Quello che stride è che la percezione di Lebron è sempre stata un filo alta: il più forte di sempre, il re, il prescelto, il nuovo MJ. Con questa scelta James ha fatto una dichiarazione al mondo:
IO NON SONO IL PRESCELTO!
Sono un giocatore fortissimo, uno dei più dominanti del mio tempo, batterò moltissimi record, vincerò tanto, ma non sarò mai il più forte di ogni epoca.
Per chi credeva (lui compreso) alla storia del prescelto, il colpo è duro.
Personalmente già da un po’ avevo opinione differente sull’ex 23, e quindi io non sono rimasto per niente stupito dalla sua scelta, lo davo a Miami già da diversi mesi, e nella “firma” di Bosh non ho mai visto la fine della campagna acquisti degli Heat, ma il portarsi a casa un bene strumentale all’acquisto vero.

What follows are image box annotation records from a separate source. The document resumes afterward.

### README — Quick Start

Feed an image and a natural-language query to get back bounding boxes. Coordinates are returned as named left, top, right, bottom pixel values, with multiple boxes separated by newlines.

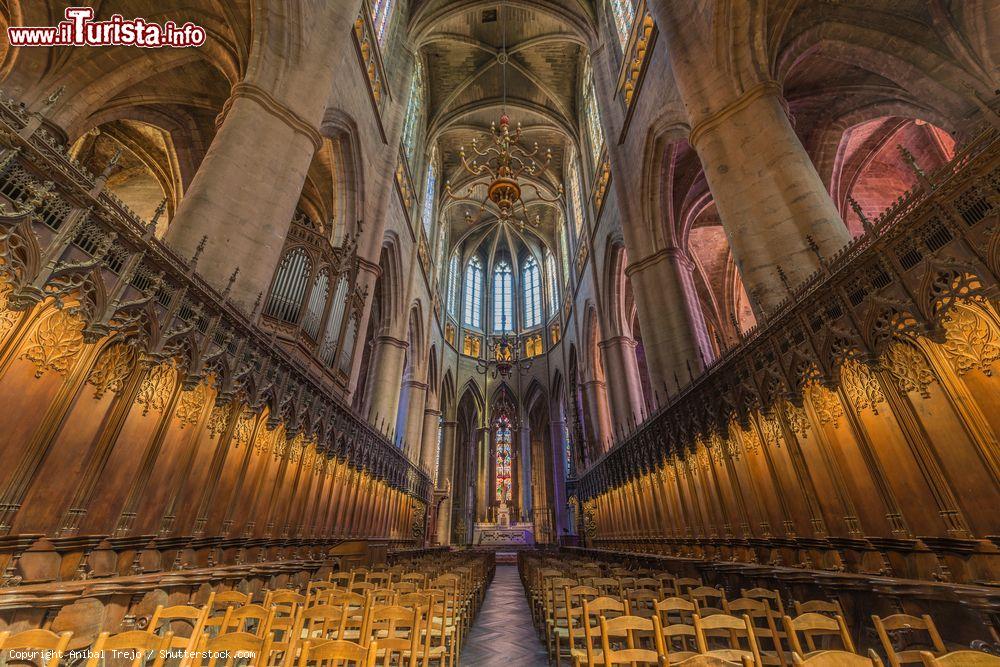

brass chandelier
left=445, top=4, right=563, bottom=231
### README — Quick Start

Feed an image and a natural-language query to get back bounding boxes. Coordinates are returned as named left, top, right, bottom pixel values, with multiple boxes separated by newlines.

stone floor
left=460, top=565, right=548, bottom=667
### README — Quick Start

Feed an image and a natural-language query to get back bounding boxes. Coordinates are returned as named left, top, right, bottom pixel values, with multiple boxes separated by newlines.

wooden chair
left=545, top=586, right=601, bottom=667
left=792, top=649, right=882, bottom=667
left=600, top=616, right=666, bottom=667
left=782, top=612, right=857, bottom=658
left=298, top=639, right=378, bottom=667
left=872, top=614, right=948, bottom=667
left=920, top=651, right=1000, bottom=667
left=146, top=596, right=211, bottom=651
left=694, top=614, right=760, bottom=665
left=364, top=605, right=421, bottom=667
left=84, top=630, right=174, bottom=667
left=188, top=632, right=271, bottom=667
left=570, top=596, right=628, bottom=665
left=0, top=628, right=73, bottom=667
left=723, top=598, right=788, bottom=665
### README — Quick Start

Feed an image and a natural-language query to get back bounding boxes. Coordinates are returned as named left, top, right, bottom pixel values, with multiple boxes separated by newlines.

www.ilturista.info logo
left=7, top=7, right=205, bottom=49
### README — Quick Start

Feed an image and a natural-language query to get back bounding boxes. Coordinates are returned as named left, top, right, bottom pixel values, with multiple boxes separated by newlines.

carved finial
left=896, top=144, right=929, bottom=185
left=847, top=197, right=872, bottom=234
left=775, top=264, right=792, bottom=293
left=188, top=234, right=208, bottom=270
left=222, top=266, right=240, bottom=299
left=101, top=146, right=122, bottom=178
left=39, top=86, right=66, bottom=113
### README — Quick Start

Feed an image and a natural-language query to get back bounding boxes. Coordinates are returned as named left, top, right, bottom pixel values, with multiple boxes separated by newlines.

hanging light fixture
left=445, top=3, right=563, bottom=231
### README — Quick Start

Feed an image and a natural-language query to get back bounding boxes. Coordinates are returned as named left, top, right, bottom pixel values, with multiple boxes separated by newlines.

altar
left=472, top=502, right=535, bottom=547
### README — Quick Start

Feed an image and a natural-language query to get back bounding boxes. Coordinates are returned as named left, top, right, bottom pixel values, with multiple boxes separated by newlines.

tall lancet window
left=372, top=0, right=395, bottom=44
left=493, top=261, right=514, bottom=331
left=545, top=252, right=559, bottom=317
left=610, top=0, right=635, bottom=51
left=462, top=257, right=483, bottom=329
left=568, top=158, right=585, bottom=239
left=403, top=59, right=424, bottom=165
left=421, top=148, right=437, bottom=243
left=522, top=257, right=542, bottom=329
left=447, top=254, right=458, bottom=317
left=583, top=71, right=604, bottom=168
left=496, top=415, right=511, bottom=503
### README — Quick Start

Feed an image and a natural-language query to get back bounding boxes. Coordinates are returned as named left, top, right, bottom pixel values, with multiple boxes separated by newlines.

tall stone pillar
left=166, top=88, right=322, bottom=306
left=519, top=424, right=533, bottom=521
left=625, top=248, right=712, bottom=400
left=583, top=380, right=614, bottom=462
left=601, top=336, right=646, bottom=430
left=420, top=404, right=441, bottom=484
left=437, top=421, right=464, bottom=544
left=549, top=419, right=569, bottom=543
left=401, top=380, right=427, bottom=465
left=365, top=336, right=409, bottom=426
left=637, top=0, right=851, bottom=318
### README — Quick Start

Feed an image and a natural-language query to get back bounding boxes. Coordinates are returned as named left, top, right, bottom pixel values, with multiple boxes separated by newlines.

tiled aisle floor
left=460, top=565, right=548, bottom=667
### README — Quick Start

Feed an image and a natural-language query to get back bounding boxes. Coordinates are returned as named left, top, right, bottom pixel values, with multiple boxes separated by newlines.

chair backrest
left=146, top=596, right=212, bottom=650
left=687, top=586, right=726, bottom=618
left=694, top=614, right=761, bottom=665
left=600, top=616, right=666, bottom=667
left=674, top=577, right=703, bottom=596
left=872, top=614, right=947, bottom=667
left=298, top=639, right=378, bottom=667
left=782, top=611, right=855, bottom=658
left=920, top=651, right=1000, bottom=667
left=193, top=632, right=271, bottom=667
left=740, top=588, right=785, bottom=618
left=0, top=628, right=73, bottom=667
left=85, top=630, right=174, bottom=667
left=792, top=650, right=882, bottom=667
left=625, top=588, right=659, bottom=618
left=222, top=604, right=275, bottom=637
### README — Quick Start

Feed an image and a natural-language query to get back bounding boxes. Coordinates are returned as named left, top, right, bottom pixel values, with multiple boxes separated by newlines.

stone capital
left=688, top=81, right=781, bottom=151
left=216, top=81, right=323, bottom=151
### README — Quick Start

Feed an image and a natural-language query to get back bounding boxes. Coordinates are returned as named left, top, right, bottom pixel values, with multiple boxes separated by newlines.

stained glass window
left=496, top=417, right=512, bottom=503
left=448, top=255, right=458, bottom=317
left=611, top=0, right=635, bottom=51
left=462, top=257, right=483, bottom=329
left=403, top=60, right=424, bottom=165
left=421, top=150, right=437, bottom=243
left=523, top=257, right=542, bottom=329
left=583, top=68, right=604, bottom=167
left=569, top=158, right=584, bottom=239
left=545, top=252, right=559, bottom=317
left=372, top=0, right=393, bottom=44
left=493, top=261, right=514, bottom=331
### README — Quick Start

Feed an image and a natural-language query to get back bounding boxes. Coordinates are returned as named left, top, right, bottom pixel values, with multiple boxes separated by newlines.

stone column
left=365, top=336, right=409, bottom=428
left=625, top=248, right=712, bottom=400
left=549, top=419, right=569, bottom=542
left=519, top=424, right=533, bottom=521
left=636, top=0, right=851, bottom=318
left=402, top=380, right=427, bottom=465
left=437, top=421, right=462, bottom=544
left=601, top=336, right=646, bottom=430
left=420, top=408, right=441, bottom=484
left=583, top=380, right=614, bottom=462
left=166, top=82, right=322, bottom=306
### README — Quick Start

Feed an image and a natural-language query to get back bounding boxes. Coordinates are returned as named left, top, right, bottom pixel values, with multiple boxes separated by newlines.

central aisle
left=460, top=565, right=548, bottom=667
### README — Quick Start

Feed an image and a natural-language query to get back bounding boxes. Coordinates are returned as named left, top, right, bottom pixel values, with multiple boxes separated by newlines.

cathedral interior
left=0, top=0, right=1000, bottom=667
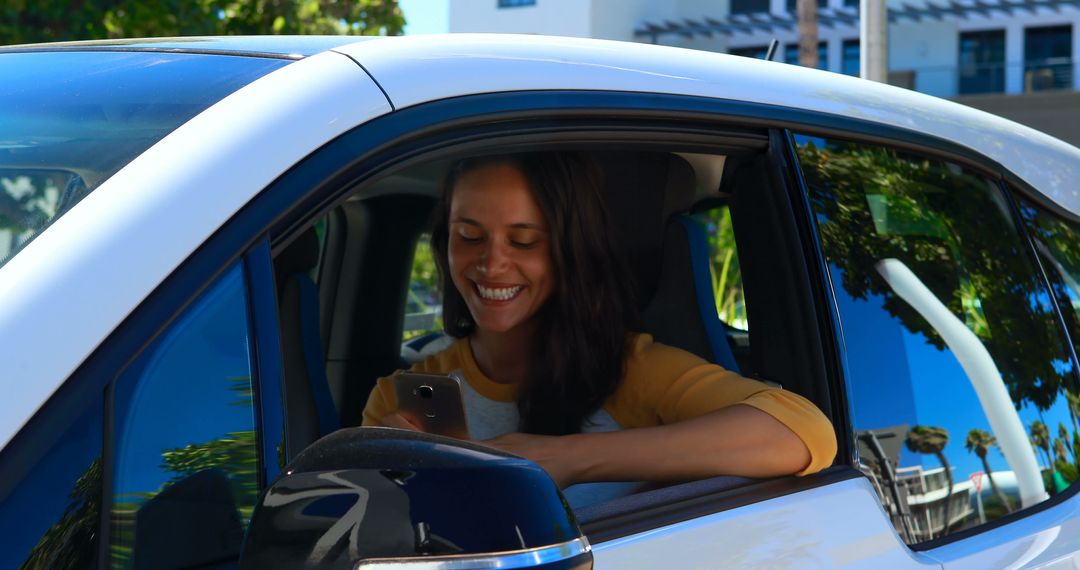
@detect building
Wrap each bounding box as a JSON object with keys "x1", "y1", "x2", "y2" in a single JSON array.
[{"x1": 448, "y1": 0, "x2": 1080, "y2": 146}]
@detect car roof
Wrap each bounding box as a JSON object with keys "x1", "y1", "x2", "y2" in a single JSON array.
[
  {"x1": 0, "y1": 36, "x2": 374, "y2": 59},
  {"x1": 335, "y1": 33, "x2": 1080, "y2": 216}
]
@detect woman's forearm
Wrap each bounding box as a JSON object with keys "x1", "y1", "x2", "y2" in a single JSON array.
[{"x1": 559, "y1": 405, "x2": 810, "y2": 483}]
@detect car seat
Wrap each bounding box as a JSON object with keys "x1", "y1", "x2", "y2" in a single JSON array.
[{"x1": 274, "y1": 228, "x2": 341, "y2": 453}]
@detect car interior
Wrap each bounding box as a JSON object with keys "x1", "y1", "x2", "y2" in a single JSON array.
[{"x1": 267, "y1": 131, "x2": 834, "y2": 524}]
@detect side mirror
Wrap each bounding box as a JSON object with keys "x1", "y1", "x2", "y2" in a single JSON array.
[{"x1": 240, "y1": 428, "x2": 593, "y2": 570}]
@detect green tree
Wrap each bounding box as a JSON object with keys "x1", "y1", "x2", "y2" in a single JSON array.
[
  {"x1": 963, "y1": 429, "x2": 1012, "y2": 513},
  {"x1": 1028, "y1": 420, "x2": 1054, "y2": 470},
  {"x1": 904, "y1": 425, "x2": 953, "y2": 534},
  {"x1": 23, "y1": 458, "x2": 102, "y2": 570},
  {"x1": 798, "y1": 143, "x2": 1072, "y2": 411},
  {"x1": 0, "y1": 0, "x2": 405, "y2": 44}
]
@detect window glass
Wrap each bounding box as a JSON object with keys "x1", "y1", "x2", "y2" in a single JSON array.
[
  {"x1": 728, "y1": 45, "x2": 769, "y2": 59},
  {"x1": 693, "y1": 206, "x2": 748, "y2": 331},
  {"x1": 0, "y1": 397, "x2": 105, "y2": 568},
  {"x1": 111, "y1": 266, "x2": 259, "y2": 568},
  {"x1": 0, "y1": 52, "x2": 289, "y2": 264},
  {"x1": 402, "y1": 233, "x2": 443, "y2": 341},
  {"x1": 731, "y1": 0, "x2": 769, "y2": 14},
  {"x1": 840, "y1": 39, "x2": 862, "y2": 77},
  {"x1": 958, "y1": 30, "x2": 1005, "y2": 95},
  {"x1": 1024, "y1": 26, "x2": 1072, "y2": 92},
  {"x1": 784, "y1": 42, "x2": 828, "y2": 69},
  {"x1": 797, "y1": 137, "x2": 1077, "y2": 543}
]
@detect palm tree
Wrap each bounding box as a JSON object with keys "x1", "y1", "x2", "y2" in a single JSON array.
[
  {"x1": 1028, "y1": 420, "x2": 1054, "y2": 472},
  {"x1": 904, "y1": 425, "x2": 953, "y2": 538},
  {"x1": 963, "y1": 429, "x2": 1012, "y2": 513},
  {"x1": 1057, "y1": 422, "x2": 1077, "y2": 463}
]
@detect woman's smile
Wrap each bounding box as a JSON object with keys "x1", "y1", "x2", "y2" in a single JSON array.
[{"x1": 448, "y1": 163, "x2": 554, "y2": 333}]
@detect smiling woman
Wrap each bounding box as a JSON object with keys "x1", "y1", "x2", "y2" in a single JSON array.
[{"x1": 364, "y1": 152, "x2": 836, "y2": 506}]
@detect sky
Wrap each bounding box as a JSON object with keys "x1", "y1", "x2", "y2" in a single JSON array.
[{"x1": 397, "y1": 0, "x2": 450, "y2": 36}]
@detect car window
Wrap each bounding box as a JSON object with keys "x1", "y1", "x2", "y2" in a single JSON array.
[
  {"x1": 693, "y1": 205, "x2": 750, "y2": 331},
  {"x1": 796, "y1": 136, "x2": 1077, "y2": 543},
  {"x1": 402, "y1": 233, "x2": 443, "y2": 342},
  {"x1": 110, "y1": 266, "x2": 259, "y2": 568},
  {"x1": 0, "y1": 52, "x2": 288, "y2": 264},
  {"x1": 0, "y1": 396, "x2": 105, "y2": 568}
]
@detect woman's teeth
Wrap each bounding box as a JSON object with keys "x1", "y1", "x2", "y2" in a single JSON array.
[{"x1": 476, "y1": 283, "x2": 522, "y2": 301}]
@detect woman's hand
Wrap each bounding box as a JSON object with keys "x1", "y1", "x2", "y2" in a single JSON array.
[
  {"x1": 379, "y1": 411, "x2": 423, "y2": 432},
  {"x1": 477, "y1": 432, "x2": 582, "y2": 489}
]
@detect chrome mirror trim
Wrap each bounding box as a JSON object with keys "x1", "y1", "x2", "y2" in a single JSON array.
[{"x1": 353, "y1": 537, "x2": 593, "y2": 570}]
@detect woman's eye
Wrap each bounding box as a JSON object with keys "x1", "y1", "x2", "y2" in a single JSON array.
[{"x1": 458, "y1": 233, "x2": 482, "y2": 243}]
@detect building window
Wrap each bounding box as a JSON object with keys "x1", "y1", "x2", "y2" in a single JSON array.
[
  {"x1": 840, "y1": 39, "x2": 861, "y2": 77},
  {"x1": 787, "y1": 0, "x2": 829, "y2": 13},
  {"x1": 728, "y1": 45, "x2": 769, "y2": 59},
  {"x1": 957, "y1": 30, "x2": 1005, "y2": 95},
  {"x1": 784, "y1": 42, "x2": 828, "y2": 69},
  {"x1": 1024, "y1": 26, "x2": 1072, "y2": 92},
  {"x1": 731, "y1": 0, "x2": 769, "y2": 15}
]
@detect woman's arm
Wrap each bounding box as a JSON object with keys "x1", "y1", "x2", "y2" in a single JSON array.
[{"x1": 483, "y1": 405, "x2": 811, "y2": 487}]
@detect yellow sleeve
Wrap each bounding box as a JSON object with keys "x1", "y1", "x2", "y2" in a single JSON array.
[
  {"x1": 606, "y1": 335, "x2": 836, "y2": 475},
  {"x1": 363, "y1": 342, "x2": 461, "y2": 425}
]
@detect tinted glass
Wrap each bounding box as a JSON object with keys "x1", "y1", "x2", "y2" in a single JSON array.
[
  {"x1": 797, "y1": 137, "x2": 1077, "y2": 543},
  {"x1": 0, "y1": 52, "x2": 288, "y2": 264},
  {"x1": 111, "y1": 267, "x2": 259, "y2": 568},
  {"x1": 693, "y1": 206, "x2": 748, "y2": 332},
  {"x1": 402, "y1": 234, "x2": 443, "y2": 341},
  {"x1": 0, "y1": 397, "x2": 105, "y2": 568}
]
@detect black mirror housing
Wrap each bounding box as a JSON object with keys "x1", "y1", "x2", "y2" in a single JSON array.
[{"x1": 241, "y1": 428, "x2": 592, "y2": 569}]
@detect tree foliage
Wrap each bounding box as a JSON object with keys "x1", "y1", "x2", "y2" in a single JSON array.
[
  {"x1": 799, "y1": 143, "x2": 1072, "y2": 410},
  {"x1": 0, "y1": 0, "x2": 405, "y2": 44}
]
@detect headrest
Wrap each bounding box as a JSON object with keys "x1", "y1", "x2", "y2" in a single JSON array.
[
  {"x1": 273, "y1": 227, "x2": 319, "y2": 291},
  {"x1": 594, "y1": 152, "x2": 694, "y2": 308}
]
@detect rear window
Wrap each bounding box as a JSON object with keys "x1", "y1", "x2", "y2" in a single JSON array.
[{"x1": 0, "y1": 52, "x2": 291, "y2": 266}]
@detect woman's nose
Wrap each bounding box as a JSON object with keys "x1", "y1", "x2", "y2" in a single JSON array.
[{"x1": 476, "y1": 240, "x2": 508, "y2": 275}]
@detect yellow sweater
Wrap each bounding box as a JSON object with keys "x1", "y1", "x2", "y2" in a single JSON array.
[{"x1": 364, "y1": 334, "x2": 836, "y2": 475}]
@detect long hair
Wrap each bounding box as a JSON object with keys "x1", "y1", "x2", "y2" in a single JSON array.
[{"x1": 431, "y1": 152, "x2": 637, "y2": 435}]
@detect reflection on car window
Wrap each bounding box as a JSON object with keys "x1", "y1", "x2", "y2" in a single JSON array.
[
  {"x1": 111, "y1": 266, "x2": 258, "y2": 568},
  {"x1": 402, "y1": 234, "x2": 443, "y2": 341},
  {"x1": 0, "y1": 397, "x2": 105, "y2": 568},
  {"x1": 693, "y1": 206, "x2": 750, "y2": 330},
  {"x1": 0, "y1": 52, "x2": 288, "y2": 266},
  {"x1": 797, "y1": 137, "x2": 1077, "y2": 543}
]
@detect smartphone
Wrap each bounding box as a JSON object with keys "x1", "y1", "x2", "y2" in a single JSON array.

Miami in oltre, a differenza di Cleveland, Chicago e New York, mette a disposizione un allenatore (Riley, off course…) che può permettersi di “trattare male” Lebron, e convincerlo a fare cose che non vuole, a imparare aspetti inesplorati, etc. Non può farlo Byron Scott, non potrebbe Tibodeau (per quanto miglior assistente difensivo, come coach è un rookie), mentre D’antony ha l’autorità per farsi dare retta, ma un sistema di gioco del tutto inadatto a James (che predilige un gioco con la palla spesso nelle sue mani, più che un sistema di passaggi veloci e tanti tiri da fuori). Inoltre l’unico vero giocatore a Roster dei Knicks (il Gallo) gioca nel suo stesso ruolo.
Anche il mio giudizio morale sulla sua scelta è positivo.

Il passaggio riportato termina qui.